Why Welding with Sunglasses Is Not Advised
A good pair of sunglasses is invaluable in protecting the eyes against UV rays and direct sunlight. Still, there are certain activities for which sunglasses are not appropriate. Viewing a solar eclipse is one of them. Welding is another. Despite comments made by a couple of TV personalities during a cricket match, welding with sunglasses as your primary means of eye protection is not advised.
TV commentators Shane Warne and Kerry O’Keefe were having a bit of fun giving cricket player Rishabh Pant grief over his shiny, oversized sunglasses with multicolored frames. They went so far as to suggest he might have bought them at a gas station. Near the end of the exchange, O’Keefe suggested they were large enough to be used for welding.
It was all in good fun. Nonetheless, O’Keefe’s remarks should not be taken as sound advice from an experienced welder. Sunglasses are better than no protection at all in a welding shop, but they do not offer adequate protection for the person doing the welding.
UV and IR Light
Welding is dangerous for the eyes because of the light it produces. In addition to what you can actually see, welding produces UV and IR light. You can see neither with the naked eye. Exposure to both can cause photokeratitis in the short term and more serious problems in the long term.
Photokeratitis is essentially eye sunburn. Just like excessive exposure to the sun can burn the skin, it can also burn the corneas. The good news is that photokeratitis is rarely permanent. The bad news is that it can still be quite painful for a few days. If you have ever had a painful sunburn, imagine that sort of pain in your eyes.

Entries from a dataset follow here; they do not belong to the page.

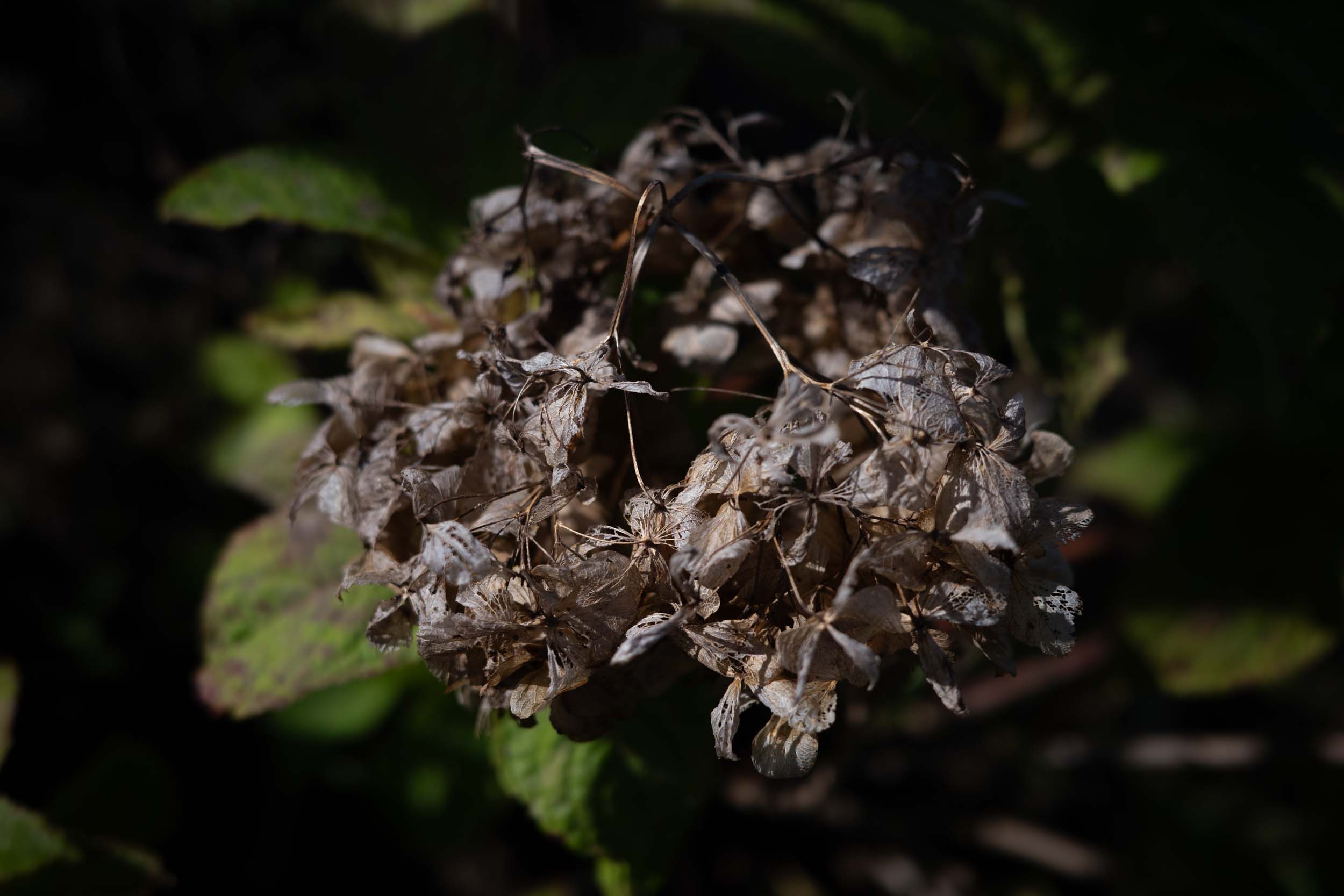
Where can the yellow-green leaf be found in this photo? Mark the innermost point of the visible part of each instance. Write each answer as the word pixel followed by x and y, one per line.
pixel 295 186
pixel 273 626
pixel 28 843
pixel 1213 650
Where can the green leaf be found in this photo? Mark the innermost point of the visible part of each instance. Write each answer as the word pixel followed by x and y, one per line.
pixel 345 712
pixel 257 453
pixel 606 798
pixel 273 626
pixel 28 843
pixel 1140 470
pixel 334 321
pixel 410 18
pixel 295 186
pixel 1205 652
pixel 242 370
pixel 9 703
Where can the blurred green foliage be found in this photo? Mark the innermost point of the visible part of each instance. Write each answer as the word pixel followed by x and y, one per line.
pixel 272 625
pixel 1173 286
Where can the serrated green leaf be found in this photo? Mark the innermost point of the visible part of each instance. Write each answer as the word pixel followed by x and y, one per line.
pixel 28 843
pixel 273 628
pixel 1203 652
pixel 410 18
pixel 604 797
pixel 257 453
pixel 9 703
pixel 334 321
pixel 294 186
pixel 345 712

Both the visible and invisible light produced by welding can burn the corneas pretty badly. A pair of sunglasses will protect against the visible light. And because almost all modern sunglasses offer UV protection as well, there is no problem there. The real danger is the infrared light.

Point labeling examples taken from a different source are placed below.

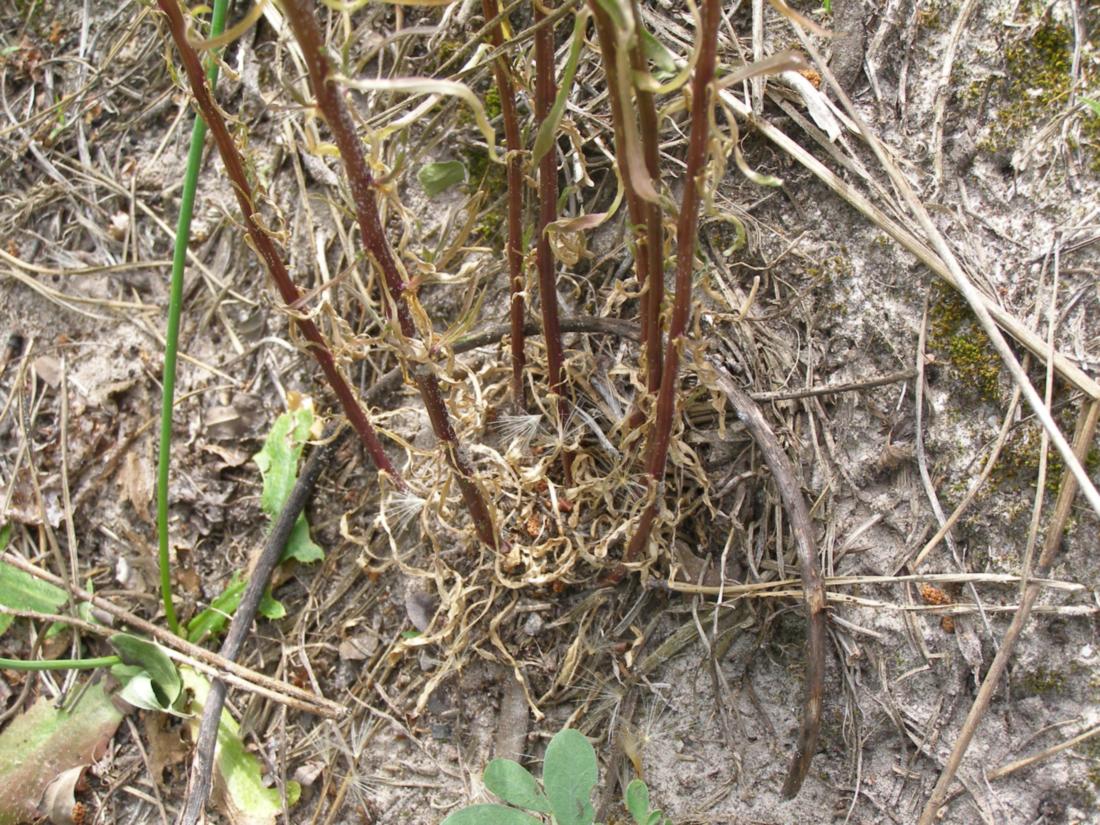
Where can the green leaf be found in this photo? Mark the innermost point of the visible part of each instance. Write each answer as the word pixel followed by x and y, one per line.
pixel 23 592
pixel 245 801
pixel 548 129
pixel 299 546
pixel 569 774
pixel 657 52
pixel 278 466
pixel 491 815
pixel 44 741
pixel 164 678
pixel 278 459
pixel 514 783
pixel 437 177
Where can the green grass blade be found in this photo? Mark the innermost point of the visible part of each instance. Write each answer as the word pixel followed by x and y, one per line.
pixel 172 337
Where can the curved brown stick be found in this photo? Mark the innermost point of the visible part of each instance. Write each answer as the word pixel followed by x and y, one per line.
pixel 402 293
pixel 790 493
pixel 640 212
pixel 264 245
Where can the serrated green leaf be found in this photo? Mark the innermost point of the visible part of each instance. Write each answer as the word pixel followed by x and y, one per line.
pixel 569 774
pixel 437 177
pixel 515 784
pixel 548 129
pixel 246 801
pixel 23 592
pixel 278 459
pixel 278 468
pixel 150 657
pixel 490 814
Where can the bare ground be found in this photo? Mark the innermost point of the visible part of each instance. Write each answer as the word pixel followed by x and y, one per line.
pixel 979 105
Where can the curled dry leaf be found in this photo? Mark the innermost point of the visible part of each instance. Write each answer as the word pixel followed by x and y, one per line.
pixel 58 802
pixel 44 743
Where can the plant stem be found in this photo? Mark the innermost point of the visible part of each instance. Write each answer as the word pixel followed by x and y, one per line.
pixel 172 334
pixel 651 243
pixel 502 70
pixel 645 217
pixel 262 242
pixel 402 293
pixel 545 91
pixel 686 229
pixel 102 661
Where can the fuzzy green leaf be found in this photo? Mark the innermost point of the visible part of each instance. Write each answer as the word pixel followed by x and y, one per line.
pixel 437 177
pixel 569 774
pixel 45 740
pixel 491 815
pixel 164 678
pixel 514 783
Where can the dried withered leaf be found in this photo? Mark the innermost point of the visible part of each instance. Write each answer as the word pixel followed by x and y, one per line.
pixel 135 483
pixel 933 595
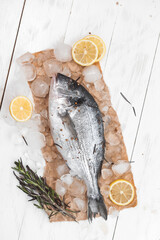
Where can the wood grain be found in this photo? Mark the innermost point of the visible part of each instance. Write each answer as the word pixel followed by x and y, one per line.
pixel 130 30
pixel 144 220
pixel 10 21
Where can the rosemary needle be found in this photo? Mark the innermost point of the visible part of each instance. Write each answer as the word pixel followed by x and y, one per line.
pixel 38 190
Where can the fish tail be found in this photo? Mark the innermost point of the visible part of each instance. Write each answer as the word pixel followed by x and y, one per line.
pixel 95 206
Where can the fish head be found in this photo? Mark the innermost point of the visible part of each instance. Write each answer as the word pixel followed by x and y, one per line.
pixel 66 91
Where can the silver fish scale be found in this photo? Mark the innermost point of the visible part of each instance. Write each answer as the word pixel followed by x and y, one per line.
pixel 78 129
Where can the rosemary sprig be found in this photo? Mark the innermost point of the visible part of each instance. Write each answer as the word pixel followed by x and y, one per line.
pixel 37 189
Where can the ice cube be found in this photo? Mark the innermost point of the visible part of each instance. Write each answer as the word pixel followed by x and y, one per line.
pixel 29 71
pixel 77 187
pixel 99 85
pixel 67 179
pixel 40 172
pixel 44 113
pixel 60 188
pixel 49 141
pixel 112 139
pixel 35 140
pixel 51 67
pixel 105 190
pixel 66 72
pixel 40 88
pixel 113 212
pixel 62 169
pixel 92 74
pixel 105 109
pixel 106 165
pixel 74 67
pixel 121 167
pixel 107 173
pixel 81 204
pixel 48 157
pixel 26 58
pixel 63 52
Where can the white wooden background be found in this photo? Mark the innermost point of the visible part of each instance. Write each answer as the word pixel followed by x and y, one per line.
pixel 131 31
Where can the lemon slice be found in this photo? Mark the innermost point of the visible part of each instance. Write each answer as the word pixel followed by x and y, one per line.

Sunglasses do not typically protect against infrared (there are specialty sunglasses that do) because they do not have to. Infrared light is generally not a major problem when you’re running around outdoors. It is still a big problem in a welding environment.
Wear a Welding Helmet
The best thing to do in a welding environment is wear an approved welding helmet. An approved helmet has a visor with the correct filters in it. It protects against UV rays, IR light, and the bright visible light produced by a welding arc. An approved helmet will do far more to protect a welder’s eyes than the best pair of sunglasses on the market.
As for sunglasses, Olympic Eyewear recommends the following at minimum:
- UV 400 Protection – Ultraviolet light exists at wavelengths ranging from 10 to 400 nm. A pair of sunglasses with a UV rating of 400 blocks them all. You can buy sunglasses with lower ratings, but what would be the point? Go with 400 and you won’t have to worry about UV light.
- Polarization – Although polarization doesn’t do anything to block UV or direct sunlight, it does do a particularly good job of reducing sun glare. This can make it safer to do everything from driving to skiing.
Wearing a pair of sunglasses in a welding shop is better than wearing no eye protection at all. But if you are the one doing the actual welding, don’t rely on sunglasses to protect your eyes. They will not do a very good job. Instead, wear an approved welding helmet. Your eyes will thank you for it.